The story is about faith and surrender, and raises lots of questions it’s worth doing some thinking and journaling about:

  • To whom or what do you surrender? Why?
  • Which voices do you listen to, inner and outer?
  • What kind of faith must one have to even contemplate sacrificing any child?
  • Is your devotion to the divine the standard you most value and act by? Is there some requirement of belief so great you would never obey?
  • Can you truly know your faith without having it tested? Is sacrifice necessary to validate it?
  • And what happens if you turn the story on its head, and look through Isaac’s eyes?
  • What binds you?
  • What limits your options in life?
  • Are these constraints imposed by others, or by you?
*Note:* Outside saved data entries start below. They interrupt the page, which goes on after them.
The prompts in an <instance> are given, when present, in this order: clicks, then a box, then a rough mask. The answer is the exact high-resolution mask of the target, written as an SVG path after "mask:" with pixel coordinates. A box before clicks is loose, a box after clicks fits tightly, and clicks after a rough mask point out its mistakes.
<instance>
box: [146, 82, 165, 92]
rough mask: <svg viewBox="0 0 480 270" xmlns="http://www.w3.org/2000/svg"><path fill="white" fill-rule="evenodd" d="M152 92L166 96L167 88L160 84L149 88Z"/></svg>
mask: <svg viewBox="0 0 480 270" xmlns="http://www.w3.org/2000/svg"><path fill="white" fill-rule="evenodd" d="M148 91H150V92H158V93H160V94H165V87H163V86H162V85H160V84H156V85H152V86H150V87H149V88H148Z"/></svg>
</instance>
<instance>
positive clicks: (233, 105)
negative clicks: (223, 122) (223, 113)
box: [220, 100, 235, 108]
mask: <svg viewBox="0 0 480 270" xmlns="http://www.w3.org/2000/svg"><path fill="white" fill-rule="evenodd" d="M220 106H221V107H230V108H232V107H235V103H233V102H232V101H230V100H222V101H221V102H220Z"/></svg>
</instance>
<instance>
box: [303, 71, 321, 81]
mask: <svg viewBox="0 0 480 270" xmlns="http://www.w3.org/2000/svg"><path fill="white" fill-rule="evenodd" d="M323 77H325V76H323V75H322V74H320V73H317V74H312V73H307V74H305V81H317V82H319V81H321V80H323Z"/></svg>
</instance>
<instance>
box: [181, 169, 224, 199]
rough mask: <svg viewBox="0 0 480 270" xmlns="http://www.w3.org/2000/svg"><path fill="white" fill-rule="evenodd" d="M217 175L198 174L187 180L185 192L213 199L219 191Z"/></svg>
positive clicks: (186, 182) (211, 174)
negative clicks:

Life offers us many opportunities to wrestle with these issues. They’re rarely this dramatic or potentially lethal. But every day we make choices: big ones and little.

Concepts like surrender and trust can be teachers. They can help us to approach every choice we make as a holy act. Thinking about each Yes or each No in a holy way helps cultivate awareness. Not just intellectually but viscerally.

This process is more than taking your spiritual cod liver oil. It’ll help you strengthen your core values and also help you make better choices. Choices that’ll influence your long-run beingness as well as your short-run happiness.

As long as we’re here in human form, it all comes back to how we act and how we live. Every time we act with deeper awareness and intention can be a holy act.